Using 113 trajectories with 25732 steps over 7 coresets
All sets are connected
---------------------------------------------------------
*********************************************************
*********************************************************
---------------------------------------------------------
Computing coreset MSM at lagtime 30 ns
---------------------------------------------------------
Trajectories [0, 1, 4, 63, 73]
are shorter then step threshold (lag * minlenfactor = 150)

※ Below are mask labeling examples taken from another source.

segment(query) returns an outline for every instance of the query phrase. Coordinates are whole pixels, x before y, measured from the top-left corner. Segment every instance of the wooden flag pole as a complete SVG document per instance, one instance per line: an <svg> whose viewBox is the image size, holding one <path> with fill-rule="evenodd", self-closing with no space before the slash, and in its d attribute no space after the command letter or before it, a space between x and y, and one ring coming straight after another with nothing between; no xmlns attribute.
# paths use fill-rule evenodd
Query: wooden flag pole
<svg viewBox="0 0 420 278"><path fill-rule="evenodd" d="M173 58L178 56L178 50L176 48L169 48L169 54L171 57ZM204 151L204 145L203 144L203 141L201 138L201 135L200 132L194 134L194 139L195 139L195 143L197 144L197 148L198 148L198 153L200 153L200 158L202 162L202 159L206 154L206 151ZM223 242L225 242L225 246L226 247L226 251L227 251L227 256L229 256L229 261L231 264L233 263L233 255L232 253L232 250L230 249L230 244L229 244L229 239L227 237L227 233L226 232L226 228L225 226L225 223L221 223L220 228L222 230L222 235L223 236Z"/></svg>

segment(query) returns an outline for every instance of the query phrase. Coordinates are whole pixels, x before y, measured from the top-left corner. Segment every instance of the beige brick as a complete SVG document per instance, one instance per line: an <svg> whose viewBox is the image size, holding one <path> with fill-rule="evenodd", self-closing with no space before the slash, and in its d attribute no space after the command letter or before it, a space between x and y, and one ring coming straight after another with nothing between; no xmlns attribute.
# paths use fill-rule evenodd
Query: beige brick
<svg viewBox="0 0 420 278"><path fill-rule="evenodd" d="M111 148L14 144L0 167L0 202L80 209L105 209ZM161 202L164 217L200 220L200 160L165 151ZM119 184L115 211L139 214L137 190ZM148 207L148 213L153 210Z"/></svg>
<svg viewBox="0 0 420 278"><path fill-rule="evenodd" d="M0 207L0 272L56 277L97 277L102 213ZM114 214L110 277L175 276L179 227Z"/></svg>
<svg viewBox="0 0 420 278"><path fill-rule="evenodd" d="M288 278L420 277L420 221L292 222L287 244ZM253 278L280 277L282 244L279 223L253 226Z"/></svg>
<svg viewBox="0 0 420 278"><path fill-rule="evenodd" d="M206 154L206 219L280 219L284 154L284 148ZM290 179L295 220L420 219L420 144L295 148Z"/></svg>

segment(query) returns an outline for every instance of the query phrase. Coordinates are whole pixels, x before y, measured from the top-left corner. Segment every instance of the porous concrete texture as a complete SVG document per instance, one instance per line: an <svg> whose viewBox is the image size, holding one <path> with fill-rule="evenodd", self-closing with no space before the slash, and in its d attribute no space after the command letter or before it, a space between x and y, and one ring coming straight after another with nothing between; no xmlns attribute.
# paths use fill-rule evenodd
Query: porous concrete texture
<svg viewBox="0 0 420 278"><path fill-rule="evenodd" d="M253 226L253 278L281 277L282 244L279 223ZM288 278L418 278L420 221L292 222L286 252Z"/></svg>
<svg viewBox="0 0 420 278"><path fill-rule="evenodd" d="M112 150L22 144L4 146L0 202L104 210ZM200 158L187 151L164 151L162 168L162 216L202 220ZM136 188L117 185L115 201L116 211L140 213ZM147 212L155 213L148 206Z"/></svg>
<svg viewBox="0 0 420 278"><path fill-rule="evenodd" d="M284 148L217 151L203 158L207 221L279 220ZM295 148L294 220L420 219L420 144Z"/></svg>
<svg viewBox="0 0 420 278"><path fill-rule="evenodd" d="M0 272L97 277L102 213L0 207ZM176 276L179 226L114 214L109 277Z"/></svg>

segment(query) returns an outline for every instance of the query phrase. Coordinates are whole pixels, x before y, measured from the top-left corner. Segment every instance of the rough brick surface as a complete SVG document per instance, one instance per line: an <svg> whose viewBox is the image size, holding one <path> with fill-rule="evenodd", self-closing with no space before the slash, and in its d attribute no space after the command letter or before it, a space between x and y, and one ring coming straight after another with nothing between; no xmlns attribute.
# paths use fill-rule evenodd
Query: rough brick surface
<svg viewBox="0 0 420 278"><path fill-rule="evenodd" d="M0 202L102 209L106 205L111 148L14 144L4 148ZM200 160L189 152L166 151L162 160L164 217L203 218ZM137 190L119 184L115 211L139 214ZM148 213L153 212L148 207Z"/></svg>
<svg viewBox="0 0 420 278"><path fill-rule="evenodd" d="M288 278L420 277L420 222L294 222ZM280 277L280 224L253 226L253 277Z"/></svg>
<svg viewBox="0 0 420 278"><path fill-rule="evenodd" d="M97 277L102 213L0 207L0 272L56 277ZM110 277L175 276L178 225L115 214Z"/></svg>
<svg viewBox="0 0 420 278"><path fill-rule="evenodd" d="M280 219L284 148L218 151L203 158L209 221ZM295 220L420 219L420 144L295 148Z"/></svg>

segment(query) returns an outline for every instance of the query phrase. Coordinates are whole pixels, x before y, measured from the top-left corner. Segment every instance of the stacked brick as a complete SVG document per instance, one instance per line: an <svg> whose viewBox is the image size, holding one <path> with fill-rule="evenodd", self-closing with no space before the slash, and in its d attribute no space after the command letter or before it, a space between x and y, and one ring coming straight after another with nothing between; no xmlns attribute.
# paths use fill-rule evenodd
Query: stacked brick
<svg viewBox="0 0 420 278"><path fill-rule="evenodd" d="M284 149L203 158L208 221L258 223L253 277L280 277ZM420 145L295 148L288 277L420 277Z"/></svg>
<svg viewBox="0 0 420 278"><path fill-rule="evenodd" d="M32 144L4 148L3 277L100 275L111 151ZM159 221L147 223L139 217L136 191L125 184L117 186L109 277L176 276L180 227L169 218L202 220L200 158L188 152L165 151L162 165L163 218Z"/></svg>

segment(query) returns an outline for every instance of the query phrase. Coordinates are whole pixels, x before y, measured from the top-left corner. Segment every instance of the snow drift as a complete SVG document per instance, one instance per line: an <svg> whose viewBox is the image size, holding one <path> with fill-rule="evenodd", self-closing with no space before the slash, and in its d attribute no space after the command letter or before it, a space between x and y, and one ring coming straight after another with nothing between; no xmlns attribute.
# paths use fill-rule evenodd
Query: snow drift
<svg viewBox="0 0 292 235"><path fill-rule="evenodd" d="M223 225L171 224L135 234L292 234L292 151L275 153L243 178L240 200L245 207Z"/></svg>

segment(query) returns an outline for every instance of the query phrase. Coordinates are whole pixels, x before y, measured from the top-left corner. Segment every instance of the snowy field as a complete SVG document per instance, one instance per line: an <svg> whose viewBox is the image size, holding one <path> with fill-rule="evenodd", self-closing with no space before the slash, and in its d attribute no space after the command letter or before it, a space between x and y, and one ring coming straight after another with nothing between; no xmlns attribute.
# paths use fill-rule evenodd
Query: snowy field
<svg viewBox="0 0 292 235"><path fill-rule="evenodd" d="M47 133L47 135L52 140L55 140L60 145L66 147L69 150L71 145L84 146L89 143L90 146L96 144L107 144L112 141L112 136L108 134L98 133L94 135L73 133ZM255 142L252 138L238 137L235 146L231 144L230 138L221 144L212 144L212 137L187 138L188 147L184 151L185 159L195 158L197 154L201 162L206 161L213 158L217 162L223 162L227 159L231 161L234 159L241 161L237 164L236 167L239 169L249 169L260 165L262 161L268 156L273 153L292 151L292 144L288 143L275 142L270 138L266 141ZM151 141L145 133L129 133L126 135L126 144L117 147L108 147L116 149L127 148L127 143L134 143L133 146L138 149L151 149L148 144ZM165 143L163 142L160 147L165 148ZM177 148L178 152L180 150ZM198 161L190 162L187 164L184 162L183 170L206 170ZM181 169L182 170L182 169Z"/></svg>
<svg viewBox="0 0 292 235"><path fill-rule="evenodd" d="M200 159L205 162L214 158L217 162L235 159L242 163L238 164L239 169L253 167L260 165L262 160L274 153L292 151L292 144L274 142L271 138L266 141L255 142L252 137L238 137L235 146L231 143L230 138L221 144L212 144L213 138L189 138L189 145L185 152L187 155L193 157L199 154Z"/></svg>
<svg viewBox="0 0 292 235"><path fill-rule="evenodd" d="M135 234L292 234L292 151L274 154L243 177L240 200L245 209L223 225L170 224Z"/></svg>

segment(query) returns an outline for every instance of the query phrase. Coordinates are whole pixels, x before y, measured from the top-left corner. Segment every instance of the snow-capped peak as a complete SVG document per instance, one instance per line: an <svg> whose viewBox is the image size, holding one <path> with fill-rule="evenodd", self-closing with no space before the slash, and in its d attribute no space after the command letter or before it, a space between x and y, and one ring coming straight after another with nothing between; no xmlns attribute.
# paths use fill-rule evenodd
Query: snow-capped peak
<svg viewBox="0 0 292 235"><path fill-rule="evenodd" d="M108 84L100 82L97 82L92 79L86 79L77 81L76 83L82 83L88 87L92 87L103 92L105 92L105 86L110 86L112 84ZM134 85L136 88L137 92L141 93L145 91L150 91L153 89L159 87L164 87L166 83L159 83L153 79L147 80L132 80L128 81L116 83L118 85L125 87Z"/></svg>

and will not be used to compute the MSM.
Using 111 trajectories with 25447 steps over 7 coresets
All sets are connected
---------------------------------------------------------
*********************************************************
[74]:
# Plot the time scales
fig, ax, *_ = M.plot_its()
fig.tight_layout(pad=0.1)

[75]:
figsize = mpl.rcParams["figure.figsize"]
mpl.rcParams["figure.figsize"] = figsize[0], figsize[1] * 0.2
M.plot_eigenvectors()
mpl.rcParams["figure.figsize"] = figsize

This result is in good agreement with the one we obtained manually and argualbe faster and easier to achieve. If we decide that this result is exactly what we consider valid, then this is nice. If we on the other hand want to tune the clustering result further, with respect to splitting, noise level and what is considered noise in the first place we gain more flexibility with the manual approach.